You have the right to transfer data in the following events:
if data handling and processing is based upon consent or contract, and
data handling and processing is done in an automated way.
While exercising the right to transfer your data you have the right – if it is technically feasible – to request Data controller to transfer your personal data to another data controller indicated by you.
The right to object
In compliance with GDPR, for reasons being relating to your situation, you have the right to object to your personal data being handled for legitimate reasons, including profiling.

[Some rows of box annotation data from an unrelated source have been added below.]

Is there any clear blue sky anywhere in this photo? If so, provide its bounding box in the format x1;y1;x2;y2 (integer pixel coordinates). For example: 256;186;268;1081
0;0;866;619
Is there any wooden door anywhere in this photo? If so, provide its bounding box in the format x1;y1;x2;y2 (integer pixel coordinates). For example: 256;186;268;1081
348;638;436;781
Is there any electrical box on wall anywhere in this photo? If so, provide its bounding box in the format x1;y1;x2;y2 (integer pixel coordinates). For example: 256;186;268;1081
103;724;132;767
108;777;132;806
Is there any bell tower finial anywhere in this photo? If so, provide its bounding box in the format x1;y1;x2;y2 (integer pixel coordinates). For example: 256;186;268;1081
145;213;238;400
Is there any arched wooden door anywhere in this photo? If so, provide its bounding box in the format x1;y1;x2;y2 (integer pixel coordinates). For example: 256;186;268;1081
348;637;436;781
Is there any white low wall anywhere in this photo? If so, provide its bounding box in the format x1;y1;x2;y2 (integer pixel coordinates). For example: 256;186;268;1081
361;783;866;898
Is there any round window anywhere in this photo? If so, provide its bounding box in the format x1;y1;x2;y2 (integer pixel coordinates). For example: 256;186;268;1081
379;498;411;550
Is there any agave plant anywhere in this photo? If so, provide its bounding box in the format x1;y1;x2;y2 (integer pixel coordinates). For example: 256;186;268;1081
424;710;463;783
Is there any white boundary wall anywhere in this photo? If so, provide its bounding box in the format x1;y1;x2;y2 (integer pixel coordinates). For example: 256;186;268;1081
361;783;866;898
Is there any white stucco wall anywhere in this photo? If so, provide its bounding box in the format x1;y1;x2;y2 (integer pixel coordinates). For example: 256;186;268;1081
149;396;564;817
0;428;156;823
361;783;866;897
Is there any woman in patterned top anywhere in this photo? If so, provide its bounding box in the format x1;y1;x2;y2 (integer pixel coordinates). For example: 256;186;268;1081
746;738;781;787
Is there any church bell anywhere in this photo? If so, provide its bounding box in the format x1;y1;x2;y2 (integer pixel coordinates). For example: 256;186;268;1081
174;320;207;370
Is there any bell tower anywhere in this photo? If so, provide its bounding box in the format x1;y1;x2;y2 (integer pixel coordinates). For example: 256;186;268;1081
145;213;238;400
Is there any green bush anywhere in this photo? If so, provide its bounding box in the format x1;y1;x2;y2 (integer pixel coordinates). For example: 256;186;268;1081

In this case Data controller shall discontinue to handle or process your personal data, except for the event it is proven beyond doubt that such legitimate reasons compel the personal data to be handled which reasons enjoy priority of your interests, rights freedoms, or which are related to putting forward, exercising or protecting legitimate claims.
Should personal data be obtained for business purposes, you have the right to object at any time to your personal data being collected and handled for such reason including profiling as well, in the event such activity is also connected to business interests.
In the event you object to your personal data being collected for business purposes, your personal data may not be handled for such purposes.
Relating to using services connecting to the information society and differing from the directive 2002/58/EK, you may exercise the right to object via automated devices that are based upon technical descriptions.
In the event personal data are handled for scientific, historic research or for statistics, you have the right, for reasons relating to your situation, to object to your personal data being handled, unless the handling of data is necessary for executing tasks of public interest.
Right to submit claims to the Supervisory authority
You have the right to place a complaint with the supervisory authority – especially in the member state relevant to your regular place of presence, work place or the place where the breach has supposedly occurred -, if in your judgement the handling of your personal data breaches the regulations of GDPR.
In Hungary the relevant supervisory authority is: Nemzeti Adatvédelmi és Információszabadság Hatóság (National Authority for Data Protection and Freedom of Information (http://naih.hu/; 1530 Budapest, Pf.: 5.; telephone: +36-1-391-1400; fax: +36-1-391-1410; e-mail: firstname.lastname@example.org).
You are entitled for the effective judicial remedy against the decision of the authority legally binding to you.
You are entitled for effective judicial remedy if the relevant supervisory authority does not deal with the claim, or fails to inform you about the process launched in relation to your claim and its results within three months of submitting your claim
Any proceedings against the supervisory authority may be launched at the court of the member state where the supervisory authority in question is located.